I have a workflow (full DA cycling workflow) that got stuck because I had missed a connection in my graph. After fixing it, I restarted, but got an error.
2023-05-15T01:21:43Z ERROR - ('20230314T0600Z', 'sy_um_fcst_ss_06', 'succeeded')
    Traceback (most recent call last):
      File "/g/data/dp9/cst565/conda_envs/productive/lib/python3.9/site-packages/cylc/flow/scheduler.py", line 687, in start
        await self.configure()
      File "/g/data/dp9/cst565/conda_envs/productive/lib/python3.9/site-packages/cylc/flow/scheduler.py", line 476, in configure
        self._load_pool_from_db()
      File "/g/data/dp9/cst565/conda_envs/productive/lib/python3.9/site-packages/cylc/flow/scheduler.py", line 737, in _load_pool_from_db
        self.workflow_db_mgr.pri_dao.select_task_pool_for_restart(
      File "/g/data/dp9/cst565/conda_envs/productive/lib/python3.9/site-packages/cylc/flow/rundb.py", line 873, in select_task_pool_for_restart
        callback(row_idx, list(row))
      File "/g/data/dp9/cst565/conda_envs/productive/lib/python3.9/site-packages/cylc/flow/task_pool.py", line 502, in load_db_task_pool_for_restart
        itask_prereq.satisfied[key] = sat[key]

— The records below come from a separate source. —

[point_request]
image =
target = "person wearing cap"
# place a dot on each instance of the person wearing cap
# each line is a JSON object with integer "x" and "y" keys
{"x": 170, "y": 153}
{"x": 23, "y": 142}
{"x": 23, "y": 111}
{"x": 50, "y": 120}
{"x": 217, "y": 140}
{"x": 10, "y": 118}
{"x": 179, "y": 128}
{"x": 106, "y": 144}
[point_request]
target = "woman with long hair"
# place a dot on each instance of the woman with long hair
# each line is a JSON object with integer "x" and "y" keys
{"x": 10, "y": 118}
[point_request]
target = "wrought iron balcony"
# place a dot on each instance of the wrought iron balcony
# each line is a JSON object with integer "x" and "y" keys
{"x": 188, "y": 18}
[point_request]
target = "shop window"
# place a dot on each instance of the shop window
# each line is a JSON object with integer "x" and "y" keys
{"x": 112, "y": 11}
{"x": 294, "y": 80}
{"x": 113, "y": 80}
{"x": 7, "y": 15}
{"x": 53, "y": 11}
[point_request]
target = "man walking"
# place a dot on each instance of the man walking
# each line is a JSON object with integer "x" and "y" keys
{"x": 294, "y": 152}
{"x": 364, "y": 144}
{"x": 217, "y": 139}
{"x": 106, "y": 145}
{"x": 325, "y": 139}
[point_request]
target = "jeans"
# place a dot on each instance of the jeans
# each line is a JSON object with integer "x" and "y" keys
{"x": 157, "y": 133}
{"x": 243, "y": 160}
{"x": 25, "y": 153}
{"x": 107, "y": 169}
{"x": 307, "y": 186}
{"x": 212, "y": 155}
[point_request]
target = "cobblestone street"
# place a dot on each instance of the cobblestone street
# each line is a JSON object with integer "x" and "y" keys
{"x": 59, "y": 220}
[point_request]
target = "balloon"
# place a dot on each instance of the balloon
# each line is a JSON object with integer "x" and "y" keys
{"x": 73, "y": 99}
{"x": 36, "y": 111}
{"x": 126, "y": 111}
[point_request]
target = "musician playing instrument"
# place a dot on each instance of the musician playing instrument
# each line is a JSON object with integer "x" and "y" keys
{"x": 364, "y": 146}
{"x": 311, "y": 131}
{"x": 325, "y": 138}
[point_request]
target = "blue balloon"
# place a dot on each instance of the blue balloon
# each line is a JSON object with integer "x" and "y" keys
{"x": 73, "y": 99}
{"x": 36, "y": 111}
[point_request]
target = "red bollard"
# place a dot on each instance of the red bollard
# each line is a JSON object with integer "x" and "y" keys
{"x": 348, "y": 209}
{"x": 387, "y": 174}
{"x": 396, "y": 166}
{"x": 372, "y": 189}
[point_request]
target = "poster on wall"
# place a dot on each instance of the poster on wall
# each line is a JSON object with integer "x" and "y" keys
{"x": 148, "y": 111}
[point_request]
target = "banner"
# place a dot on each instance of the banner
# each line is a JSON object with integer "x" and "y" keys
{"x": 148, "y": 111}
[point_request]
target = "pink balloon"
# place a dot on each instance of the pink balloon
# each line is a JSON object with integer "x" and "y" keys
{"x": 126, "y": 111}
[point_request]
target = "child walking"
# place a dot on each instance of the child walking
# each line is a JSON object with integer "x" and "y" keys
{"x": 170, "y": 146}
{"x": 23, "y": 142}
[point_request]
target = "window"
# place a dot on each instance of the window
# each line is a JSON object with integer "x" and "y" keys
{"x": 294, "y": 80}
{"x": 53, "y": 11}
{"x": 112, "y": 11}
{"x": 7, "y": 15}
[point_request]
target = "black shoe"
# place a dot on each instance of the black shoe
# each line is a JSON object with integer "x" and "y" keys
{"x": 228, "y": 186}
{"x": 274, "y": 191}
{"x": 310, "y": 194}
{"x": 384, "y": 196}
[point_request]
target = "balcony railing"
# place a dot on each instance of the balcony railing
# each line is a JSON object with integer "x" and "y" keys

    KeyError: ('20230314T0600Z', 'sy_um_fcst_ss_06', 'succeeded')
2023-05-15T01:21:43Z CRITICAL - Workflow shutting down - ('20230314T0600Z', 'sy_um_fcst_ss_06', 'succeeded')
After some finagling, I managed to get the suite started again, long enough to trigger tasks. But my suite refused to recognise that dependencies were met and continue the current flow. I had to very manually trigger the next cycle, much like Continuing a run that completed - Cylc / Cylc 8 Migration - Cylc Workflow Engine except in this case my run was nowhere near completed.
Q1. Is there any good way to fix/work around a key error like this?
I tried reproducing in a simple suite, but it did not give an error. However, it also refused to recognise the fulfilled prerequisites and continue on. I’m not sure if this is a bug, or a feature, or if it has been fixed since 8.1.2.
Here is the example.
Original graph with mistake:
[scheduling]
    initial cycle point = 20230101T06
    final cycle point = 20230103T00
    initial cycle point constraints = T00, T06, T12, T18
    runahead limit = P3
    [[graph]]
        R1 = install => setup_6
       PT1H = """
          housekeep[-PT1H] => task_6?
          setup_6 => task_6? => housekeep
          task_6:fail? => task_6_ss
       """
Forcing task_6 (e.g. a forecast task) to fail, task_6_ss (e.g. a shortstep forecast) runs successfully. But housekeep doesn’t run because it has unmet prerequisites.
If I fix the graph
        PT1H = """
            housekeep[-PT1H] => task_6?
            setup_6 => task_6?
            task_6:fail? => task_6_ss
           task_6? | task_6_ss => housekeep
        """
And reload/restart, housekeep should now be allowed to run. However, housekeep does not run and does not appear as an active task.  No further tasks run therefore run.
Q2. Why does housekeep not recognise that it is now able to run, or why does it lose its status as an active task after changing the graph?